3) I really recommend feeding babies on demand and off demand. Routine fed babies usually wean themselves off the breast by seven months or younger. This is not natural. In Bible times, babies were fed anywhere between three to five years. Having said this, some basic principles made our lives with the baby more bearable. We tried not to make her dependent on anything to fall asleep – especially not on us. My practice would be to breastfeed the baby, but without requiring her to fall asleep at the breast and carefully lay her sleeping in her bed. Rather, I would feed her and then lay her, many times still awake, in her cot and leave her to fall asleep alone. We always maintained this practice and the baby soon learned to fall asleep herself.

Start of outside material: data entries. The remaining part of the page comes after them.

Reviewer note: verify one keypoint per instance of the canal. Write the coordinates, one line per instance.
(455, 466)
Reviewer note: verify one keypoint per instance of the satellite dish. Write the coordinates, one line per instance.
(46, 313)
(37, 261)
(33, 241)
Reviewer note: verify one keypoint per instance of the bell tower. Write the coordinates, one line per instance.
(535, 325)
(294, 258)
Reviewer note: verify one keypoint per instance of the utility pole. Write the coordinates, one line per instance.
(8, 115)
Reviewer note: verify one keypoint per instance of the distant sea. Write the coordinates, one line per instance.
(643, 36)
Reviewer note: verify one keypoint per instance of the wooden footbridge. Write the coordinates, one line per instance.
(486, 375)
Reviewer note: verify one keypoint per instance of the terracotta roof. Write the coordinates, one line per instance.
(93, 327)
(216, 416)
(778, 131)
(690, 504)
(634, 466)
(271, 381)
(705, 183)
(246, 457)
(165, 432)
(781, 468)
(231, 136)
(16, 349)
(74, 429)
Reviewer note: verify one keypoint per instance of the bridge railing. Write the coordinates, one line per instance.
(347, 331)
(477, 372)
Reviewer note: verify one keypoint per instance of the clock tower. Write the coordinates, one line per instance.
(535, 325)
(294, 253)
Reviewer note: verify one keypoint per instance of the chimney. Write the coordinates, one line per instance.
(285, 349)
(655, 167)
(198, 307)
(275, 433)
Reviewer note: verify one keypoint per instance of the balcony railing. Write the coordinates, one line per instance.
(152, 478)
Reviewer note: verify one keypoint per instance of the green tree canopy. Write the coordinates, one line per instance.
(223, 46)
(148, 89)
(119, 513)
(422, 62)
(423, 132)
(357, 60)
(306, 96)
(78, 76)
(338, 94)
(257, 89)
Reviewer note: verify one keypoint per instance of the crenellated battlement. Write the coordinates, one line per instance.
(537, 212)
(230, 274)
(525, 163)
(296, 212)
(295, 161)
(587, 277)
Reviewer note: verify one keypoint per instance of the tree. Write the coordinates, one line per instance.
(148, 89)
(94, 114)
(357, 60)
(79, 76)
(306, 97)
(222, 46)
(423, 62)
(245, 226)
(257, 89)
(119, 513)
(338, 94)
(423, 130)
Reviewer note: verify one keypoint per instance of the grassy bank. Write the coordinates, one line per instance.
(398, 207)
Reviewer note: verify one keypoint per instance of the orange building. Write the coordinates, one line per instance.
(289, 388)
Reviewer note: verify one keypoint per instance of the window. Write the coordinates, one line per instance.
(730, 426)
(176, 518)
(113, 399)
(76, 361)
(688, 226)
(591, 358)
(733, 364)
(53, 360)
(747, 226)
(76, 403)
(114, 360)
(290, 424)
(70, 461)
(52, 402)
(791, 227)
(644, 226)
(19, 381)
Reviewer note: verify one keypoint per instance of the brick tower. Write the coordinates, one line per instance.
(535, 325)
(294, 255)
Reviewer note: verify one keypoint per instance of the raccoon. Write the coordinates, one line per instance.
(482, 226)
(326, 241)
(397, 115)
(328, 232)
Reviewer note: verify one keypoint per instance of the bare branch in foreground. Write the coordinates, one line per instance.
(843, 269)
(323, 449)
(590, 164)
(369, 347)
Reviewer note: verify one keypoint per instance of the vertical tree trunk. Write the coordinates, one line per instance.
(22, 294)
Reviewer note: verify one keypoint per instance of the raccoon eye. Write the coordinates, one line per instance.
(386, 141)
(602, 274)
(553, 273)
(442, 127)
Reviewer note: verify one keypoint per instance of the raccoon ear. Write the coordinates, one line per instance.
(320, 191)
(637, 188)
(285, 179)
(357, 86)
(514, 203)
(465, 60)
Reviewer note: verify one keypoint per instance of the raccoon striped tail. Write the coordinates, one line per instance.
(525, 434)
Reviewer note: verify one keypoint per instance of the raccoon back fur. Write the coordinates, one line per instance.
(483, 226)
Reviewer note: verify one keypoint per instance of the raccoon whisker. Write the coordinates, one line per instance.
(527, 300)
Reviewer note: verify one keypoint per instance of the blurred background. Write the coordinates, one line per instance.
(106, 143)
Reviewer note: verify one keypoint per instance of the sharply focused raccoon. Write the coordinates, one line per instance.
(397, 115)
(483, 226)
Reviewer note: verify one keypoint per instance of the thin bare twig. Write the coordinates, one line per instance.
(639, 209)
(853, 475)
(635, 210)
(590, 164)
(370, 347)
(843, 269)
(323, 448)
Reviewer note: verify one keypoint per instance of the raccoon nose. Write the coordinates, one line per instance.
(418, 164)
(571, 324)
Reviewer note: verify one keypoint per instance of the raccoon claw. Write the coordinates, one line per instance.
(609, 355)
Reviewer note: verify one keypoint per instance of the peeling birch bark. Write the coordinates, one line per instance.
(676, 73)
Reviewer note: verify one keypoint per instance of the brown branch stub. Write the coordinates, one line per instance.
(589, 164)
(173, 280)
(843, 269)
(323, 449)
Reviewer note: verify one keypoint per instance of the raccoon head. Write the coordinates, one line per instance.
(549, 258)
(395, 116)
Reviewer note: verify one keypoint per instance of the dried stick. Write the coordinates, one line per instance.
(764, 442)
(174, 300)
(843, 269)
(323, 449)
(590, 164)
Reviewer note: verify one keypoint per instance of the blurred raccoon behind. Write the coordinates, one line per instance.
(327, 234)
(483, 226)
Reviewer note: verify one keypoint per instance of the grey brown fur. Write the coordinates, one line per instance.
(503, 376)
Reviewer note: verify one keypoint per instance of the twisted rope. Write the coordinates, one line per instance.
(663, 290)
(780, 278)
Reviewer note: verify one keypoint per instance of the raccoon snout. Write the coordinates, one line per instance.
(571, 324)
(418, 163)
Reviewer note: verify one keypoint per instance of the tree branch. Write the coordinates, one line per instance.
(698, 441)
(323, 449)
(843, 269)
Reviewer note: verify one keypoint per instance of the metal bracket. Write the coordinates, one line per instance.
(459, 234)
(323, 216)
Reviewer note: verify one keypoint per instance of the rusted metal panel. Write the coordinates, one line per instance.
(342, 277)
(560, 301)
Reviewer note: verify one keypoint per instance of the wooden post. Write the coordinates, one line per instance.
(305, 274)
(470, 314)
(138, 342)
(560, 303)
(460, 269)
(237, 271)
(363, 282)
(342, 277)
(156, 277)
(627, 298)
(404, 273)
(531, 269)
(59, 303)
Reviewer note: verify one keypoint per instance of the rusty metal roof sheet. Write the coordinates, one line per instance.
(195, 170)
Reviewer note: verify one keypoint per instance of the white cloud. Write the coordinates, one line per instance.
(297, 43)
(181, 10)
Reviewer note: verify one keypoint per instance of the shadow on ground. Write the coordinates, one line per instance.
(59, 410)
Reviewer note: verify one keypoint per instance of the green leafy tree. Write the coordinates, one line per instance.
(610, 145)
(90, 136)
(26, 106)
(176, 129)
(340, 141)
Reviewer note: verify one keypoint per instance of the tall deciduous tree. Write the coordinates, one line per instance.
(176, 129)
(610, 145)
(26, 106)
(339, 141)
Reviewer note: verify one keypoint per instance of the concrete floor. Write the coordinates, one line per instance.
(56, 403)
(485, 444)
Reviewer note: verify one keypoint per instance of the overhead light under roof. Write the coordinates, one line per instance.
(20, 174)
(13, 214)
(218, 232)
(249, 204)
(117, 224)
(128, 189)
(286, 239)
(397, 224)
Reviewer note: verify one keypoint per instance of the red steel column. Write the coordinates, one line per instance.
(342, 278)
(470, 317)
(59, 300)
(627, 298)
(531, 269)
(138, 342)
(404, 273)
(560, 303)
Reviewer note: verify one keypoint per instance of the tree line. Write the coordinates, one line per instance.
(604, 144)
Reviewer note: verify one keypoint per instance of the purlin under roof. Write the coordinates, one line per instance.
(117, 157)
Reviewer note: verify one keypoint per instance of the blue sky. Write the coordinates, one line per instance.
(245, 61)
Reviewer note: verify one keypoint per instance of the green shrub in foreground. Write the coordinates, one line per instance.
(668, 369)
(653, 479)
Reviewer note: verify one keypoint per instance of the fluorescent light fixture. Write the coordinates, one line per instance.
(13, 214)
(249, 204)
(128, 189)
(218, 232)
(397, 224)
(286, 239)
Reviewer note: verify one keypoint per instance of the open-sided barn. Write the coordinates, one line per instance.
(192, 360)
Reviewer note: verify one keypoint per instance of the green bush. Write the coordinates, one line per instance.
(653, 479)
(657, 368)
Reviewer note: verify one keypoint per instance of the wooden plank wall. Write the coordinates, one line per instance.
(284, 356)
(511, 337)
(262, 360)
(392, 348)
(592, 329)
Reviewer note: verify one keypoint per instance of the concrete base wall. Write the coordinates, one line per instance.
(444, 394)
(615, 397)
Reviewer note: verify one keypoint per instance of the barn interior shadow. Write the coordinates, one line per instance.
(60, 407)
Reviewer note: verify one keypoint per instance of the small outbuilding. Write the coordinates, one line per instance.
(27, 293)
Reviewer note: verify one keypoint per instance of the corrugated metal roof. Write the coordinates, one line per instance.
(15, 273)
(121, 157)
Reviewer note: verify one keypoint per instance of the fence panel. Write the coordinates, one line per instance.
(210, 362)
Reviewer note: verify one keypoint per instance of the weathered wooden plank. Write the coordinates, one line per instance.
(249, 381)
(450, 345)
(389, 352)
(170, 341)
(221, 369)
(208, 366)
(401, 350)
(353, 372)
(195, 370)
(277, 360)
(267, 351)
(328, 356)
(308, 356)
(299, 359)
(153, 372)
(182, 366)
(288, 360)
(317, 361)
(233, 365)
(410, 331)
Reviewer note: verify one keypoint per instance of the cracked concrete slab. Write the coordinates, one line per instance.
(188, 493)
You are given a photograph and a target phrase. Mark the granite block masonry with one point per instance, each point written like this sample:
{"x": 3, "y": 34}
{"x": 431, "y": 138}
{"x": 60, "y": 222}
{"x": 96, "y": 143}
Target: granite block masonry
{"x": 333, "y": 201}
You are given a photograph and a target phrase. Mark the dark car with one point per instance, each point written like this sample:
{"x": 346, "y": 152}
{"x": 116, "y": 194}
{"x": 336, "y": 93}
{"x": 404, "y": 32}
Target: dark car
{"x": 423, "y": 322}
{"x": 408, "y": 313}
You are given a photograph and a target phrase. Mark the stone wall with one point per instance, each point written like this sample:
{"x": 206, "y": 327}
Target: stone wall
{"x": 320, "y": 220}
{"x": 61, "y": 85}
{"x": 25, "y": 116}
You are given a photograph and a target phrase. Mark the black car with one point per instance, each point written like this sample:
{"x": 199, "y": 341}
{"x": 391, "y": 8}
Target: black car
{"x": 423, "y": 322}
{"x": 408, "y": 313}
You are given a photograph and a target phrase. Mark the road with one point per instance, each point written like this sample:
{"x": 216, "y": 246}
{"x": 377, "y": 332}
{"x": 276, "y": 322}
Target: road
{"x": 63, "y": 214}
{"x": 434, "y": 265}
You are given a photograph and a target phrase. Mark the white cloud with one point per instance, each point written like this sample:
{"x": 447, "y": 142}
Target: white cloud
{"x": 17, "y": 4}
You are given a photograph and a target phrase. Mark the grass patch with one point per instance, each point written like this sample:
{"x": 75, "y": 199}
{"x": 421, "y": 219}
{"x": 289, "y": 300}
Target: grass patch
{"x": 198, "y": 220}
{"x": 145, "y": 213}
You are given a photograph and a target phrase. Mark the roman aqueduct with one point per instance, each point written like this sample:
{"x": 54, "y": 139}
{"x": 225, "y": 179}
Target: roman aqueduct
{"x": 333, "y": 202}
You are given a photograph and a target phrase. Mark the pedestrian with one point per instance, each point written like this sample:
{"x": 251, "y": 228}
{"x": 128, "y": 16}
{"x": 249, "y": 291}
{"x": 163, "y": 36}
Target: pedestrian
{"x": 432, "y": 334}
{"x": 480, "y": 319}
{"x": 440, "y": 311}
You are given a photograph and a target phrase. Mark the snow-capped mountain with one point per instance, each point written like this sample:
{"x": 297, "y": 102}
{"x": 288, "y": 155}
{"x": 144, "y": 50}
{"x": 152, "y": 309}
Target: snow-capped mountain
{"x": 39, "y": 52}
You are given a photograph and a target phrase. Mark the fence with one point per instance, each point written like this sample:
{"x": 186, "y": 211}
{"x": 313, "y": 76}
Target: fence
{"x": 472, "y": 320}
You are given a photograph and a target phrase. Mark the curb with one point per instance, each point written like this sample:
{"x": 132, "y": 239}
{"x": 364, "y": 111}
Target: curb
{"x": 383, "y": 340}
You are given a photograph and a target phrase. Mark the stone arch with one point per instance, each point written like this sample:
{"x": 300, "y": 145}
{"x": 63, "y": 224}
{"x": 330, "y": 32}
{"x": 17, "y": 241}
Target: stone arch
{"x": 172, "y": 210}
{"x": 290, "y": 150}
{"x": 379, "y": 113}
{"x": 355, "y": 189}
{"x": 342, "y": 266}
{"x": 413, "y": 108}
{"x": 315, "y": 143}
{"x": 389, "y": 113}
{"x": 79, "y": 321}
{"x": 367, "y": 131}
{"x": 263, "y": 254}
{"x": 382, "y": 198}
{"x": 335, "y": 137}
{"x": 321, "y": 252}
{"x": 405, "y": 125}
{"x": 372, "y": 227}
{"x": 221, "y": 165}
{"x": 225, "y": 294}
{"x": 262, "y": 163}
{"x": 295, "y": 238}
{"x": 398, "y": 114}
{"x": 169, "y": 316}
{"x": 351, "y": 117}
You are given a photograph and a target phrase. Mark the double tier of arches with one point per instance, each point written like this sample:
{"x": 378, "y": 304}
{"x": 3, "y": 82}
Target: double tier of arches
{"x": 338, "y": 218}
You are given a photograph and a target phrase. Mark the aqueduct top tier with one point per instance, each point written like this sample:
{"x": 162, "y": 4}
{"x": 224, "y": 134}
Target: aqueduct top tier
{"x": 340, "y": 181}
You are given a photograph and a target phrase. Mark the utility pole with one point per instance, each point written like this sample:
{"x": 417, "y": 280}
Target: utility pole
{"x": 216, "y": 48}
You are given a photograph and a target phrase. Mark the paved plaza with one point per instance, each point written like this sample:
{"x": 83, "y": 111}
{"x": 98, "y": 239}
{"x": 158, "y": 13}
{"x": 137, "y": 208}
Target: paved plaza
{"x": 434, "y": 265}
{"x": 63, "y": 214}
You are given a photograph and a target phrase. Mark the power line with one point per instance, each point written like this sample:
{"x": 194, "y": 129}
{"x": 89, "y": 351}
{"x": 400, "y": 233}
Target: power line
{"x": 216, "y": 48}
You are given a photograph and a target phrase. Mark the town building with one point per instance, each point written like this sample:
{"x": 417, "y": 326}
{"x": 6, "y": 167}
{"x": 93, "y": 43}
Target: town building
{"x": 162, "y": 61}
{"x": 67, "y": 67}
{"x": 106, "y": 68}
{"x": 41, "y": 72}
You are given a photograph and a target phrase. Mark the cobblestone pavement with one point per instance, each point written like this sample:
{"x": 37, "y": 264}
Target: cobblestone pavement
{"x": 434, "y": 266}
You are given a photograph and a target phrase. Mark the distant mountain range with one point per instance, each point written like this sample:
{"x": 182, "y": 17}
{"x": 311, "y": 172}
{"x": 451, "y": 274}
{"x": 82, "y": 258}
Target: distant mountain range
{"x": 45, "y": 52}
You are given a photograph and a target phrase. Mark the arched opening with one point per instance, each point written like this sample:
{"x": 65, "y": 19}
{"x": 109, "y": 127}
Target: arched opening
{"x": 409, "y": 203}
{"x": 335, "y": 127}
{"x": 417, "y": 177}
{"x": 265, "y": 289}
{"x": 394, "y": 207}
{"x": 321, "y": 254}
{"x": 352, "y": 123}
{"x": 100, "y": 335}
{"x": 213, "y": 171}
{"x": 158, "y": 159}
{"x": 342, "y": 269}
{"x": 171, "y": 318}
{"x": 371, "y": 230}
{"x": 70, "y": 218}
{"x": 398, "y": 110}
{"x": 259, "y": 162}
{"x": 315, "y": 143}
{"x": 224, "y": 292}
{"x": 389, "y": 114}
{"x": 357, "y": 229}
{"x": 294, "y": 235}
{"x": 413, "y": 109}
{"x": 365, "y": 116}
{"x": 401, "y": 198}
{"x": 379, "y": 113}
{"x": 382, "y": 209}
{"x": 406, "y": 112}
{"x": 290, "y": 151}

If crying was persistent, I would perhaps feed the baby again but using the same practice – feed her, and then lay her back in her cot awake.

During the night, at the beginning you must get up to feed your baby when she cries, as she needs the regular supply of milk and your breasts need the stimulation of a constantly feeding baby. At around the age of four to six months, most babies start to sleep through the night (well, mine did at least, and I’ve heard this rule from other mothers too). After this point, when you know that your baby is capable of sleeping through the night, it’s very important not to get your baby into the habit of waking to feed again, because that habit can be extremely hard to break afterward. After your baby has learnt to sleep through the night, it’s okay on an occasion to feed them when they wake in the night – use your own wisdom as parents according to circumstance, but then if the baby wakes for a second night running when they are not sick, don’t be tempted to give in and feed straight away. Offer water. The baby has probably waken up because they were used to receiving milk the previous night and wouldn’t mind waking you up for a feed on a regular basis. If you tough it out at this point, things will be much easier for you hereafter. If the baby is in a frenzy, it can be very useful if the husband can go into the room to comfort the child and put them back to sleep, as the mother’s presence without her milk might produce more frustration. It’s not worth it for a baby to wake from sleep for water and comfort, so it’s not likely to become a habit.

4) At night let the baby wake you up to feed, but don’t let her sleep more than five hours for the first few weeks, so that you can establish milk supply. Between two and three months of age, they should start sleeping longer, and eventually sleep through all night. When they start to sleep all night, don’t let them sleep longer than 9 or 10 hours, so that you get enough feeds in during the day to maintain your milk supply.